Bryer hadn’t slept well Saturday night, but that was to be expected only being 2 ½ months old. Her sleep schedule still wasn’t set and I slept part of the night in the rocking chair next to her bed with her on my lap. Every time I laid her down she woke up, so I’d nurse her back to sleep and try again, adamant about her sleeping in her own bed and breaking the habit of her being in our room.
Not sleeping good led to Bryer having a cranky morning at church and standing up in the back with her to sway back and forth so she would be content. I nursed her in the mother's lounge during Sunday School and then she sat in her car seat, rocking her with my foot, while I taught the 3 and 4 year olds about Jesus's birth. She was out of my arms for only a few minutes that day as I got my classroom set up while a friend took her from me and ooo'ed an ahh'ed over her. Had I missed something? A warning sign? Was her fussiness not really because of the milk intolerance? I gave the investigator all the details I could think of that would help her and the doctors to help Bryer.
I remember the investigator asking about how Jason is with the kids - if he yells or ever hits them. These were such absurd questions! Obviously I had recounted every detail of the weekend and our Sunday. And now she was moving on to Jason? He wasn't even there when I found her not breathing! It was such a strange, draining, tiring feeling as the hours wore on. Was she just not getting it? I wanted to get back to my baby; to go back home and snuggle her up in our bed and forget about trying to wean her to her own crib. The social worker sat on the couch on the other side of the room, doodling on her paper and picking at her nails. Soon after the investigator said she was finished and walked me back to the room to trade for Jason.
As Jason left, I looked around the room, so overly tired, but not wanting to sleep. I saw the big glass doors we quietly slid open and shut to come in and out. The nurses station was right outside our door with Bryer's very own nurse looking in - not to have to share her with other little patients in our unit. I hid behind the curtain and pumped more milk, even though they wouldn't use it for Bryer right now. One of the other nurses showed me how to label it and where to store it in the freezer down the hall in the kitchen. All this pumping and storing seemed new to me even though I had nursed my fair share of babies. Bryer wasn't using it now, but at some point she would and I wanted to keep my milk supply up for her. I only wanted her to have the best that I could give her.

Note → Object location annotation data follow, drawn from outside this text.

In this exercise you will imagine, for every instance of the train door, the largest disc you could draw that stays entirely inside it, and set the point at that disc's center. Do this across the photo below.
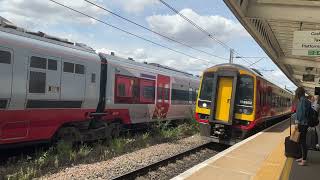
(223, 99)
(163, 97)
(225, 84)
(6, 66)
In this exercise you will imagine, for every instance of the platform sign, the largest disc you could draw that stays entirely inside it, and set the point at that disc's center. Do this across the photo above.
(306, 43)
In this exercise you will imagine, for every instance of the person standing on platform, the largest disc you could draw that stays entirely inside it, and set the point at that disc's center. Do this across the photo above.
(315, 106)
(303, 108)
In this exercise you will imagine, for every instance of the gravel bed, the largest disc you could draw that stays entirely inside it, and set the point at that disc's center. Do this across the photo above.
(120, 165)
(174, 169)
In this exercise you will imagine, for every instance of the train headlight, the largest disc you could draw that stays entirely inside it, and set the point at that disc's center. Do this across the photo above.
(204, 104)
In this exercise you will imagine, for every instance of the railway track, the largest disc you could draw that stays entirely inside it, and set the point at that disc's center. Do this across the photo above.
(171, 166)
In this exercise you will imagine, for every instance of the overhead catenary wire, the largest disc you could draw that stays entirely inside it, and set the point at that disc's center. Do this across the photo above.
(203, 30)
(127, 32)
(155, 32)
(211, 36)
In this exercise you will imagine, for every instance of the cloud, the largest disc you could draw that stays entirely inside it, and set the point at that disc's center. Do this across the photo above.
(136, 6)
(174, 26)
(34, 13)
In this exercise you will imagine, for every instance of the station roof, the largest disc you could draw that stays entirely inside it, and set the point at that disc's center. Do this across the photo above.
(283, 28)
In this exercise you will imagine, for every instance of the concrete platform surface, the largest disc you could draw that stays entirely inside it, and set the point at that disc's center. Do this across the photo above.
(260, 156)
(310, 172)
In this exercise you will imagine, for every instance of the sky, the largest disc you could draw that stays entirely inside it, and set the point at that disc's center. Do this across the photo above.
(211, 15)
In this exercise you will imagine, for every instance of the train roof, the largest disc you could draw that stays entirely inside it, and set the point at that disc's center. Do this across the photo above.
(251, 70)
(151, 66)
(9, 27)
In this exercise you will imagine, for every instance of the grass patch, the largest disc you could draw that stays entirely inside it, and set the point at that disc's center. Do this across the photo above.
(64, 155)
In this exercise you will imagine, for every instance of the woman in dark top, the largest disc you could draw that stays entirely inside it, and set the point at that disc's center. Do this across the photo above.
(303, 107)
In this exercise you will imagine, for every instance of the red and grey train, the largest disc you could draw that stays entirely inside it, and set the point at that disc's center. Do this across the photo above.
(234, 100)
(52, 88)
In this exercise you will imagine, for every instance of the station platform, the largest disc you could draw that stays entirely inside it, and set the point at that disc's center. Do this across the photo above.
(259, 157)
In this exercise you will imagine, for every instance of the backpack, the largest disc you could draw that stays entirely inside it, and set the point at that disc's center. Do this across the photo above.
(312, 117)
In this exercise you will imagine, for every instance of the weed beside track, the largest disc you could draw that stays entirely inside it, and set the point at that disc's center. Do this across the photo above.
(64, 155)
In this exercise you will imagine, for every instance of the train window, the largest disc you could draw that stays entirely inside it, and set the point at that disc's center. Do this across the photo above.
(244, 101)
(37, 82)
(179, 95)
(5, 57)
(93, 77)
(79, 69)
(38, 62)
(159, 93)
(52, 64)
(121, 90)
(166, 93)
(3, 104)
(147, 91)
(68, 67)
(207, 86)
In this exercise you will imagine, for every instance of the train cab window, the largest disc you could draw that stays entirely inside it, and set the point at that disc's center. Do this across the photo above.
(79, 69)
(5, 57)
(37, 82)
(52, 64)
(38, 62)
(68, 67)
(244, 100)
(207, 86)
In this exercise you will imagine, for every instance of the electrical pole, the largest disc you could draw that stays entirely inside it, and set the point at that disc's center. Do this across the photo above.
(231, 56)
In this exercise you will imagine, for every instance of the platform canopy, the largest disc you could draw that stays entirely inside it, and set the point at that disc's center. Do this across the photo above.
(289, 32)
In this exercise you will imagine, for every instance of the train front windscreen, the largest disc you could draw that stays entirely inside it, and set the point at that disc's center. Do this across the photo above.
(206, 90)
(244, 95)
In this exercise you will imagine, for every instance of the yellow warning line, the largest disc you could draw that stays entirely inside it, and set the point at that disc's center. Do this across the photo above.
(276, 166)
(287, 169)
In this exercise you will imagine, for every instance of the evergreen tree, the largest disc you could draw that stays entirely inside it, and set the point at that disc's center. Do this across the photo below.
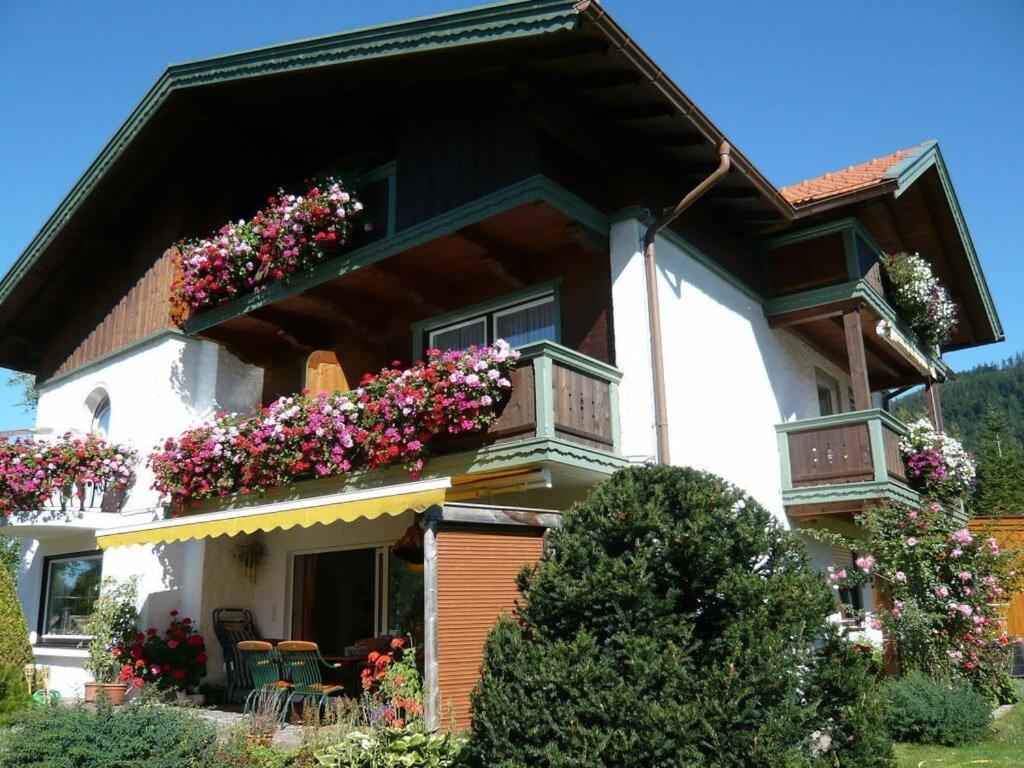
(671, 624)
(1000, 468)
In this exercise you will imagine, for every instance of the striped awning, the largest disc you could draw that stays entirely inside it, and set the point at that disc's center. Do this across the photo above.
(345, 507)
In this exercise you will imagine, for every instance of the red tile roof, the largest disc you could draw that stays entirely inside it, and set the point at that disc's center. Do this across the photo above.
(847, 180)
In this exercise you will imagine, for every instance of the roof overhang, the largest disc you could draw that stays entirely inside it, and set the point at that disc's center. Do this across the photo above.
(913, 207)
(551, 48)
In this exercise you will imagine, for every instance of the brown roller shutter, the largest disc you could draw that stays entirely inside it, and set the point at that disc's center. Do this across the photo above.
(476, 583)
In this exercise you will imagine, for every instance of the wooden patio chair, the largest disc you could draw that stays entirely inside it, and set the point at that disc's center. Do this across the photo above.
(262, 666)
(303, 663)
(232, 626)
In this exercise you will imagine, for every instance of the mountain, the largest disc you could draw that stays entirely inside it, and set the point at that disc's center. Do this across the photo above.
(966, 401)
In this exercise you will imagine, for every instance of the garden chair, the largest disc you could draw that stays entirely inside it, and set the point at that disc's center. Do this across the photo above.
(262, 666)
(232, 626)
(302, 662)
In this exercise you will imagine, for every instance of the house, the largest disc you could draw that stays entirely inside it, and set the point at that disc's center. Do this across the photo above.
(511, 158)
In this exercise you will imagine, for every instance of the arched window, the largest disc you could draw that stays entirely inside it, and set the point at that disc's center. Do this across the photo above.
(98, 403)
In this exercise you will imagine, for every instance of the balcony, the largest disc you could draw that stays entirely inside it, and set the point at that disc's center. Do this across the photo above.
(836, 464)
(561, 420)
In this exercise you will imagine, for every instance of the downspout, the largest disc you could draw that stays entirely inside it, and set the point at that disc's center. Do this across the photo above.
(653, 311)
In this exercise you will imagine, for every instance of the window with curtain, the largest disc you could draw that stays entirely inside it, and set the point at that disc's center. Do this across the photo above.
(70, 589)
(519, 323)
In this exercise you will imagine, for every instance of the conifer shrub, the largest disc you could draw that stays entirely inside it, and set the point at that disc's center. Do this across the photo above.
(672, 623)
(935, 712)
(130, 736)
(14, 648)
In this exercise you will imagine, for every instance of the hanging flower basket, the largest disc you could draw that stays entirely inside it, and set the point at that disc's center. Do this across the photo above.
(921, 299)
(389, 420)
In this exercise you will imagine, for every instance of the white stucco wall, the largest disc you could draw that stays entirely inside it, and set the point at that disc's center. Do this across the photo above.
(157, 389)
(729, 377)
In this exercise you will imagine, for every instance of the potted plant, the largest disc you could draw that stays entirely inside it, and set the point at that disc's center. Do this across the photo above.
(112, 627)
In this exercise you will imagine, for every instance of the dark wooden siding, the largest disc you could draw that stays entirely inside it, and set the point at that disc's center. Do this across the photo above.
(140, 311)
(476, 583)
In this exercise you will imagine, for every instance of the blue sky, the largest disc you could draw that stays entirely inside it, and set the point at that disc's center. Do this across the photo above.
(801, 87)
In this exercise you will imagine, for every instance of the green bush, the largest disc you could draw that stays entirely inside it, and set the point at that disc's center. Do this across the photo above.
(671, 623)
(845, 681)
(131, 736)
(935, 712)
(13, 693)
(392, 748)
(14, 648)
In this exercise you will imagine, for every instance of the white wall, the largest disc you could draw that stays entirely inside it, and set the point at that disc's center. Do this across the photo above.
(157, 390)
(729, 377)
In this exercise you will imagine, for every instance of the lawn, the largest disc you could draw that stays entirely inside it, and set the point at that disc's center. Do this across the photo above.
(1005, 747)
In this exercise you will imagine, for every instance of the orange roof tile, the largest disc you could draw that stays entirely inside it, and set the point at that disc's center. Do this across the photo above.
(847, 180)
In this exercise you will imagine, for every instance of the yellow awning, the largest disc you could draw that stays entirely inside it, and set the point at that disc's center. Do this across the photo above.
(371, 503)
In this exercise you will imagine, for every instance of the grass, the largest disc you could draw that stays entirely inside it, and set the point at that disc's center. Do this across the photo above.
(1003, 748)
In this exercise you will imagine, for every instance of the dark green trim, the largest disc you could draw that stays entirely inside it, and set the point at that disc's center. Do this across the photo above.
(530, 189)
(646, 218)
(906, 172)
(481, 25)
(551, 287)
(110, 356)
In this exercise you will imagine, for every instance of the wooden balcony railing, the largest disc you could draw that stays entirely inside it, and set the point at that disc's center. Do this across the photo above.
(556, 393)
(857, 446)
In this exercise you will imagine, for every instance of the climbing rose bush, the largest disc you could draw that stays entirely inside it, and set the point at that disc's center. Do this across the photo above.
(390, 419)
(36, 475)
(922, 300)
(945, 588)
(292, 233)
(938, 464)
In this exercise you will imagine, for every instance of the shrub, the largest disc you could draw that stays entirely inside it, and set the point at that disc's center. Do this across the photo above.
(112, 626)
(132, 736)
(14, 648)
(935, 712)
(13, 693)
(846, 684)
(670, 624)
(392, 748)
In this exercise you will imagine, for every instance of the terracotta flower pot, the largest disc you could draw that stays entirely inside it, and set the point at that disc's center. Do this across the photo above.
(115, 692)
(263, 739)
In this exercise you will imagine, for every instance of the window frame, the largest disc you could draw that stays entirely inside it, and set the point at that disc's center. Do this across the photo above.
(424, 331)
(44, 598)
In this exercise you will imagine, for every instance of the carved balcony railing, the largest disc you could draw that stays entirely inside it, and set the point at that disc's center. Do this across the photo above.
(557, 393)
(842, 461)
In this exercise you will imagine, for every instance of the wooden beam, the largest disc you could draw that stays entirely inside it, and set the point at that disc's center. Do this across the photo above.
(934, 403)
(858, 361)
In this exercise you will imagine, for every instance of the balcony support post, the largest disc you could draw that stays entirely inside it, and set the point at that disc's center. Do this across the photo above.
(858, 360)
(875, 432)
(934, 403)
(544, 388)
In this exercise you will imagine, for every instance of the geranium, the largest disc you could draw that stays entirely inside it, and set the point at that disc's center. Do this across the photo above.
(392, 685)
(921, 298)
(61, 473)
(174, 659)
(938, 464)
(390, 419)
(292, 233)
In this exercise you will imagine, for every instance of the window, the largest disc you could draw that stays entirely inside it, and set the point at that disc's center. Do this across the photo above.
(531, 318)
(101, 418)
(71, 586)
(828, 401)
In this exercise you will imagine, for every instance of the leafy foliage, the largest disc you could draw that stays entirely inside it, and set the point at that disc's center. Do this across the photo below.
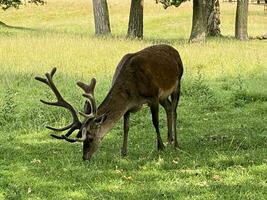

Sometime later I tried to get comfy on the window seat in Bryer's room. It didn't feel like I slept long before Jason woke me up. It was about 5:00 in the morning. My mind was so drowsy, but I tried to be alert to all that was going on. The nurse came in and out, checking Bryer's monitors and taking her vitals. They had given her medicine to induce a coma in order to let her brain relax. I tried to remember something they had said about seizures. I never remember seeing seizures; or at least they didn't look like Sawyr's seizures he had when he was little. I tried to concentrate through my foggy brain on updates the nurse was telling me. I decided it was time to get up and pump again while I tried to wake up my brain and hear what Jason had to say about his interview.
Thank you Krissi, for sharing your heart with us. I am grateful for your example.